Maybe I also can’t have deep-seated beliefs about the American dream of greater opportunity & mobility for women, either. I guess I get to take on the impossible task of unlearning a lifetime of being told & primed to think I would achieve great things…only to end up at a job where I’m underpaid and get a whole 2 weeks vacation time until 4 more years. I’m ready to aim to be the equivalent of a C- employee, barely scraping by, because the bare minimum still gets me the same paycheck & benefits. And trying to prove myself worthy of a better title & pay & way more time off has gotten me…..none of those, so why bother? I’m fine with that….if only I had a clue how to make that mental shift.
I suspect none of this is in any way, shape, or form out of line of women my age from any generation. Like most women in a mid-life crisis, I’m realizing many interconnected things. Life is short. Too short. And what remains grows shorter, and will go by so much faster. I want to disconnect. Downsize my career, since it is a dead-end sucking the life force out of me, and make the rest of the spheres of my life much higher priorities. I’m certain all of these problems were ever-present in the Before Times. It’s just that I’m now suddenly noticing it all, since, y’know, it’s happening to me.
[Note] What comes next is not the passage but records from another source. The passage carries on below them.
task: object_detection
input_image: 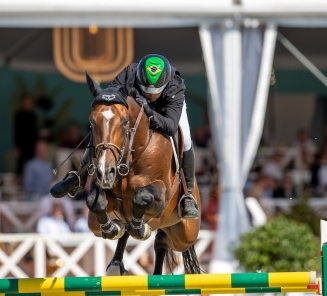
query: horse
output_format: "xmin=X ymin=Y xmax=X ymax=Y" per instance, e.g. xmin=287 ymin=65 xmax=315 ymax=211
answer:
xmin=87 ymin=74 xmax=201 ymax=275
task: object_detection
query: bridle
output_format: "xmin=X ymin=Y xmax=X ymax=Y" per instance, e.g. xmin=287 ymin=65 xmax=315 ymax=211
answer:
xmin=93 ymin=128 xmax=130 ymax=176
xmin=87 ymin=106 xmax=152 ymax=177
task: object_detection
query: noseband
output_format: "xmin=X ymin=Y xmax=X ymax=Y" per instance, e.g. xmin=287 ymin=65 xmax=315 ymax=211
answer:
xmin=92 ymin=128 xmax=129 ymax=176
xmin=87 ymin=106 xmax=152 ymax=177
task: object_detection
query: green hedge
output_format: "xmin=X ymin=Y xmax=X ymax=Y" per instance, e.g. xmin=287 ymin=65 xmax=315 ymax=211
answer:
xmin=234 ymin=216 xmax=321 ymax=272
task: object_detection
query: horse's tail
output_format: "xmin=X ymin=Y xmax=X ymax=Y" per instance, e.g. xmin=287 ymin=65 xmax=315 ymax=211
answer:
xmin=165 ymin=245 xmax=203 ymax=274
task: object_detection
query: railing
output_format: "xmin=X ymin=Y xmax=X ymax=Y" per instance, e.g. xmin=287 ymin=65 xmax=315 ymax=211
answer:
xmin=0 ymin=230 xmax=214 ymax=278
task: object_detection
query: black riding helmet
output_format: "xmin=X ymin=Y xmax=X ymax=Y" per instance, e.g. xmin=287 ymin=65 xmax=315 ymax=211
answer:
xmin=136 ymin=54 xmax=171 ymax=94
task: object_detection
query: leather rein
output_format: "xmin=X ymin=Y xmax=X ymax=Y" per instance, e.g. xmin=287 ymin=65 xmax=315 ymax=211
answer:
xmin=87 ymin=106 xmax=153 ymax=179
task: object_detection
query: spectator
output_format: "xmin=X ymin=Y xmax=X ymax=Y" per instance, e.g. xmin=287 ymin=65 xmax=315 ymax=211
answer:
xmin=24 ymin=141 xmax=53 ymax=197
xmin=274 ymin=173 xmax=301 ymax=199
xmin=310 ymin=152 xmax=321 ymax=195
xmin=263 ymin=151 xmax=284 ymax=181
xmin=203 ymin=184 xmax=221 ymax=230
xmin=245 ymin=175 xmax=268 ymax=203
xmin=14 ymin=94 xmax=37 ymax=176
xmin=293 ymin=128 xmax=317 ymax=170
xmin=36 ymin=200 xmax=71 ymax=234
xmin=317 ymin=149 xmax=327 ymax=196
xmin=74 ymin=204 xmax=91 ymax=232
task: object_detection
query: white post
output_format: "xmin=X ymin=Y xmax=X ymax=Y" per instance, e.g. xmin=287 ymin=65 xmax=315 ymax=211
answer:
xmin=241 ymin=23 xmax=277 ymax=185
xmin=94 ymin=238 xmax=107 ymax=276
xmin=34 ymin=236 xmax=47 ymax=278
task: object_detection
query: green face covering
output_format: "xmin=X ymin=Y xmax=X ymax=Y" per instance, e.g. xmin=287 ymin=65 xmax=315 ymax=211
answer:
xmin=145 ymin=57 xmax=165 ymax=84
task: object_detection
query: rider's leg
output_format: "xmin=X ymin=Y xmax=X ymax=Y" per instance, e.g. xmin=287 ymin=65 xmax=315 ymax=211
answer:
xmin=50 ymin=148 xmax=89 ymax=197
xmin=179 ymin=102 xmax=199 ymax=219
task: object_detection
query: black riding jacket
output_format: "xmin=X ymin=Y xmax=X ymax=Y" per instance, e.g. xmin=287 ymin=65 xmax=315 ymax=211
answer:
xmin=109 ymin=63 xmax=186 ymax=136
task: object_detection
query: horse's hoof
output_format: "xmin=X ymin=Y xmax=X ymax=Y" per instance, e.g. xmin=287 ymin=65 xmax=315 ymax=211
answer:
xmin=111 ymin=219 xmax=125 ymax=240
xmin=127 ymin=224 xmax=152 ymax=240
xmin=106 ymin=261 xmax=129 ymax=276
xmin=104 ymin=219 xmax=125 ymax=240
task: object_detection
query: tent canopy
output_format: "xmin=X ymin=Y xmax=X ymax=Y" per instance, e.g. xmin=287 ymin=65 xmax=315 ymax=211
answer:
xmin=0 ymin=0 xmax=327 ymax=28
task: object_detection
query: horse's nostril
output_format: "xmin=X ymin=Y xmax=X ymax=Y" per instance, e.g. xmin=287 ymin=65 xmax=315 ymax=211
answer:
xmin=106 ymin=166 xmax=116 ymax=182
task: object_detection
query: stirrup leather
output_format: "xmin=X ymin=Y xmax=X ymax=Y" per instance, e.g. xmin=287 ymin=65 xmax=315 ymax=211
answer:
xmin=177 ymin=194 xmax=198 ymax=220
xmin=100 ymin=214 xmax=115 ymax=239
xmin=62 ymin=171 xmax=83 ymax=198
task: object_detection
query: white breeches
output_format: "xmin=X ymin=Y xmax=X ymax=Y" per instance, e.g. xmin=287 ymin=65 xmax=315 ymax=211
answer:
xmin=179 ymin=101 xmax=192 ymax=151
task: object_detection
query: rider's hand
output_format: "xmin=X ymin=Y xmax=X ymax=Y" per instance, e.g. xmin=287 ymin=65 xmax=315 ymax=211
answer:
xmin=135 ymin=93 xmax=154 ymax=119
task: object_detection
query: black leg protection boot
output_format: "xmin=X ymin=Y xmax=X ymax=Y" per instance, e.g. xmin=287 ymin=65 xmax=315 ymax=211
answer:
xmin=181 ymin=146 xmax=199 ymax=220
xmin=50 ymin=148 xmax=89 ymax=198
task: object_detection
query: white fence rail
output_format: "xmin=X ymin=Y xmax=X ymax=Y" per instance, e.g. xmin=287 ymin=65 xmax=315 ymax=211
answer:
xmin=0 ymin=230 xmax=214 ymax=278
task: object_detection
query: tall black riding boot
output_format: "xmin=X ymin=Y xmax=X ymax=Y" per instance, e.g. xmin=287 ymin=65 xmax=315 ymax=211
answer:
xmin=181 ymin=146 xmax=199 ymax=220
xmin=50 ymin=148 xmax=89 ymax=198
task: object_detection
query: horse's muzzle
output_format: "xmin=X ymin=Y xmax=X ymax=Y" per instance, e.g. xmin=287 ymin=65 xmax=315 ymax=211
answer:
xmin=96 ymin=165 xmax=116 ymax=189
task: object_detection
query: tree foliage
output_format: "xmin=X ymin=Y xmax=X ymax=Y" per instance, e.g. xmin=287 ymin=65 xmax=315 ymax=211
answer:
xmin=233 ymin=216 xmax=320 ymax=272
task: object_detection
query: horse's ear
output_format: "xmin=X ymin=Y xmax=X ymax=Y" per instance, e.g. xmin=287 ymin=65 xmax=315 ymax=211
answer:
xmin=85 ymin=71 xmax=102 ymax=98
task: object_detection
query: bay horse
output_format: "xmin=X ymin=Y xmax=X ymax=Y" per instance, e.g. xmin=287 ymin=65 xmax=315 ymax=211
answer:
xmin=86 ymin=74 xmax=201 ymax=275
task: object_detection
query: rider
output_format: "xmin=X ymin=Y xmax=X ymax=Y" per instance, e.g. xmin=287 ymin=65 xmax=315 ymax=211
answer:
xmin=50 ymin=54 xmax=199 ymax=219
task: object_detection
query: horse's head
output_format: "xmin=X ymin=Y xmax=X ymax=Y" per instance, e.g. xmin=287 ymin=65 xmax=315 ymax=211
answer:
xmin=87 ymin=74 xmax=129 ymax=189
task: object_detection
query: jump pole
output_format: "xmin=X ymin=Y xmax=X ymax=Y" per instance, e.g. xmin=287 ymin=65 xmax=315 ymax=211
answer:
xmin=0 ymin=271 xmax=318 ymax=296
xmin=0 ymin=220 xmax=327 ymax=296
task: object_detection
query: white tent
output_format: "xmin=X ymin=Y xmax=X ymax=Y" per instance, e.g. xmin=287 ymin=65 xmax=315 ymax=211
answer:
xmin=0 ymin=0 xmax=327 ymax=273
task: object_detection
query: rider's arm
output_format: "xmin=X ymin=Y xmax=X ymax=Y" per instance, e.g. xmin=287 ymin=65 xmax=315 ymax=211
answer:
xmin=151 ymin=71 xmax=185 ymax=136
xmin=109 ymin=63 xmax=137 ymax=88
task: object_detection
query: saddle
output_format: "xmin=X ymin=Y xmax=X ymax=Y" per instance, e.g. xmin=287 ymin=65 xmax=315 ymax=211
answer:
xmin=147 ymin=126 xmax=188 ymax=229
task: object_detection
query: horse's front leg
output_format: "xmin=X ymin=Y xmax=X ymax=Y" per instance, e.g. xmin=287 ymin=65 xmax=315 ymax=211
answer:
xmin=107 ymin=232 xmax=129 ymax=275
xmin=86 ymin=187 xmax=125 ymax=239
xmin=126 ymin=181 xmax=166 ymax=240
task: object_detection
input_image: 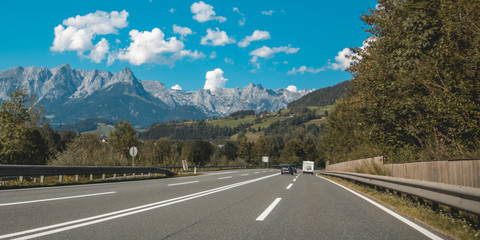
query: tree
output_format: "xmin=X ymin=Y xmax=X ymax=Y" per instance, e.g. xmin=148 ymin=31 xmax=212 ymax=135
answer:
xmin=110 ymin=120 xmax=140 ymax=157
xmin=327 ymin=0 xmax=480 ymax=161
xmin=0 ymin=89 xmax=54 ymax=164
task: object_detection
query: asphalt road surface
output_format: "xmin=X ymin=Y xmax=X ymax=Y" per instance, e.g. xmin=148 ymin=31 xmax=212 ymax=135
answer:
xmin=0 ymin=169 xmax=450 ymax=240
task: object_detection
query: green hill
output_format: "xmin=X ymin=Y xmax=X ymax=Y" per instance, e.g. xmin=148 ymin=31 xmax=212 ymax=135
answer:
xmin=288 ymin=81 xmax=350 ymax=109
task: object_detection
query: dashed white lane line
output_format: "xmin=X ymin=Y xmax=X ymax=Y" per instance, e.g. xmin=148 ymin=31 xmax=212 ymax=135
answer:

I want to be done giving the little energy I do have in service to work, instead of investing my rapidly evaporating time where it belongs: in my own life, in seeing the world, in hobbies, in building experiences with my kids & husband. All of which take money, and so I have to somehow keep going at work, but only in service to my actual goals & priorities (the people, things, and places that I love). I’m betting that flavor of midlife crisis is time immemorial for working women.
But among the many things a global pandemic has added for my midlife crisis are also:
- I can’t uproot us to go be expats, to go live in another culture, one that doesn’t have such a toxic prioritization on work.
- Also, the kind of work I do doesn’t matter. It’s certainly not essential.
- And American employers so very clearly don’t give a single shit about us women, especially those of us who are mothers or care give for others (basically: all women). I’m watching women friends drop like flies out of the workforce, not just grim statistics you read about. And I’m so goddamned frustrated it’s happening, while men keep sitting at their desks making the more money they’ve always made.
I feel so stuck. I don’t know how to begin to make these changes take hold. And in this pandemic, when we’ve literally been physically stuck at home, it makes the stuck feeling all the more plain and real. I keep digging deep. I keep putting one foot in front of the other. I have no practice yet in how to hollow out the career part of me and hoist a hologram of myself to and fro my desk to performatively pretend to give a shit so I can keep a paycheck and health insurance.
I’m new at admitting this mid-life crisis thing, even as I realize it’s actually been there inside me, building for years, just waiting for a pandemic to fully erupt.